Iterating a rational function
As it turns out, RSolve[] is capable of handling this:
FullSimplify[RSolve[{f[n] == (3 f[n - 1] - 2)/(2 f[n - 1] - 1), f[0] == z},
f[n], n], n ∈ Integers]
{{f[n] -> (2 n (-1 + z) + z)/(1 + 2 n (-1 + z))}}
Extra Credit
Explain the following observations:
f[n_, z_] := ((2 n + 1) z - 2 n)/(2 n z - (2 n - 1))
y /. First[Solve[z == f[n, y], y]] // Simplify
(2 n + z - 2 n z)/(1 + 2 n - 2 n z)
f[-n, z] // Simplify
(2 n + z - 2 n z)/(1 + 2 n - 2 n z)
Nest[f[1/2, #] &, z, 2] == f[1, z] // FullSimplify
True
One way to solve this is to use FindSequenceFunction. First define the iteration
r[z_] := FullSimplify[(3 z - 2)/(2 z - 1)];
So that, for example, the first four terms are:
Nest[r, z, #] & /@ Range[4]
{(2 - 3 z)/(1 - 2 z), (4 - 5 z)/(3 - 4 z), (6 - 7 z)/(5 - 6 z), (8 - 9 z)/(7 - 8 z)}
To get the general form, feed several of these terms into FindSequenceFunction, which returns the answer as a pure function
sol = FindSequenceFunction[Nest[r, z, #] & /@ Range[10]]
(z - 2 #1 + 2 z #1)/(1 - 2 #1 + 2 z #1) &
Or in more familiar notation:
sol[n]
(-2 n + z + 2 n z)/(1 - 2 n + 2 n z)
This is not a proof, but I post it just for fun. In the following, the iterated Möbius transform is compared with the proposed solution in the complex plane and on the Riemann sphere...
spc[x_, y_] := {2 x, 2 y, -1 + x^2 + y^2}/(1 + x^2 + y^2)
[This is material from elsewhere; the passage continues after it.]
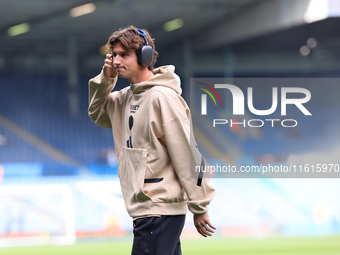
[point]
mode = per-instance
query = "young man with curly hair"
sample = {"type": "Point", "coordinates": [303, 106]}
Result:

mt[a_, b_, c_, d_][x_, y_] :=
Through[{Re, Im}[(a x + a I y + b)/(c x + c I y + d)]].
fun = mt[3, -2, 2, -1]
g[n_] := mt[2 n + 1, -2 n, 2 n, -(2 n - 1)]
Manipulate[
Column[{ListPlot[{{p}, {Nest[fun @@ # &, p, n]}, {g[m] @@ p}},
PlotMarkers -> {Automatic, 10}, PlotRange -> {{-2, 3}, {-1, 1}}],
ListAnimate[
Graphics3D[{Opacity[0.5], Sphere[], PointSize[0.03], Opacity[1],
Yellow, Point[spc @@ p], Red,
Point[spc @@ (Nest[fun @@ # &, p, #])], , Green,
Point[spc @@ (g[m] @@ p)]}, Background -> Black,
Boxed -> False] & /@ Range[m]]}],
{p, {-1, -1}, {1, 1}, Slider2D}, {m, {10, 20, 40}}, {{n, 1},
Range[m], PopupMenu}]
The red point is the iterated function, and the green point the value of recursion solution at that iteration number.